A ex-aluna, identificada como Mar Dias Rosa, inicialmente havia solicitado R$ 25 mil em reparação, mas a Justiça encerrou o processo com a indenização em um valor menor, resultando em R$ 4 mil. Em declaração ao portal Mais Goiás, Mar expressou satisfação com a decisão, enfatizando que, embora o valor não tenha atendido suas expectativas, o simbolismo da sentença representa um avanço significativo na busca por direitos e reconhecimento da comunidade LGBTQIA+.

Durante a cerimônia, quando o nome civil foi anunciado publicamente, Mar relatou que a situação não apenas causou constrangimento, mas também ativou gatilhos psicológicos. Segundo ela, houve entendimento prévio com a direção da UFG para que fosse chamada pelo nome social, o que torna o erro ainda mais impactante. “Uma amiga percebeu o erro e imediatamente foi até a oradora para solicitar a correção. Não foi a UFG que se manifestou, mas sim uma amiga que pediu”, lembrou Mar, que também buscou atendimentos psicológicos devido ao impacto emocional do incidente.

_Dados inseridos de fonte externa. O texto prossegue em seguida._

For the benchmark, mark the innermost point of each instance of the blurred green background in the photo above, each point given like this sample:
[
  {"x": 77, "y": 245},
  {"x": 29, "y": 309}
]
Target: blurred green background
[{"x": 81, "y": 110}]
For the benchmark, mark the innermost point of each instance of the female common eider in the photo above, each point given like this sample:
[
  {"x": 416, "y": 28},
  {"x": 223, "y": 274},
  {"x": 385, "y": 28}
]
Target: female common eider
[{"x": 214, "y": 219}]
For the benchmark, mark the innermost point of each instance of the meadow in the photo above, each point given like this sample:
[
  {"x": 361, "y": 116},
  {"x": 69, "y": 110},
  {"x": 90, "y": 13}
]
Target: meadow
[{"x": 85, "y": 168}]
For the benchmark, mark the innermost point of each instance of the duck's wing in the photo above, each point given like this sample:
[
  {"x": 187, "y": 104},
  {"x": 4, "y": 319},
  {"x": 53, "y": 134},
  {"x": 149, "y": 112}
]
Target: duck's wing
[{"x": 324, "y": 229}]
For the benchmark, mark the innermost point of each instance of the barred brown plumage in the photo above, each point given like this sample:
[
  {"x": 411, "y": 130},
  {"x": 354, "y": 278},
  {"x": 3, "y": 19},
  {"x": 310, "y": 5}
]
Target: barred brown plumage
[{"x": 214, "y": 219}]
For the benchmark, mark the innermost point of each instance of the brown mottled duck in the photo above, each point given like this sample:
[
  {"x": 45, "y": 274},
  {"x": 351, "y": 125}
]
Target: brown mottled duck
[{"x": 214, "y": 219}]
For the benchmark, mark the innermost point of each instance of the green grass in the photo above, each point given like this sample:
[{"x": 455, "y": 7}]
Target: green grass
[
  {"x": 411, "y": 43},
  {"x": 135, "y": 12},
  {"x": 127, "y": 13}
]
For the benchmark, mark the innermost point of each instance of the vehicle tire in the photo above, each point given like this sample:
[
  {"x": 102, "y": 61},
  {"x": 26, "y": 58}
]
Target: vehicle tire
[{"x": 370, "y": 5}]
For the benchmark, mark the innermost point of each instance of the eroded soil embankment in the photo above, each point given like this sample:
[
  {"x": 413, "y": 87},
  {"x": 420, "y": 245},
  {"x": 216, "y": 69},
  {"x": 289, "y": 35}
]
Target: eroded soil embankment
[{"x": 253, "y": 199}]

A UFG, por sua vez, reconheceu o erro durante a cerimônia e se desculpou imediatamente após o chamado incorreto. A instituição argumentou que o erro foi corrigido em poucos minutos e que o sistema no momento não permitia a emissão do diploma com o nome social. Em nota, a universidade reafirmou seu compromisso com os direitos de todos os alunos e destacou que há mais de uma década implementa políticas de ações afirmativas voltadas à comunidade trans, incluindo o uso de nome social em documentos oficiais, cotas e programas de apoio.

Com a condenação, a UFG reafirma sua intenção de promover um ambiente mais inclusivo e respeitoso, mesmo diante dos erros cometidos, e espera que a decisão contribua para aumentar a conscientização sobre os direitos da comunidade LGBTQIA+ nas instituições de ensino.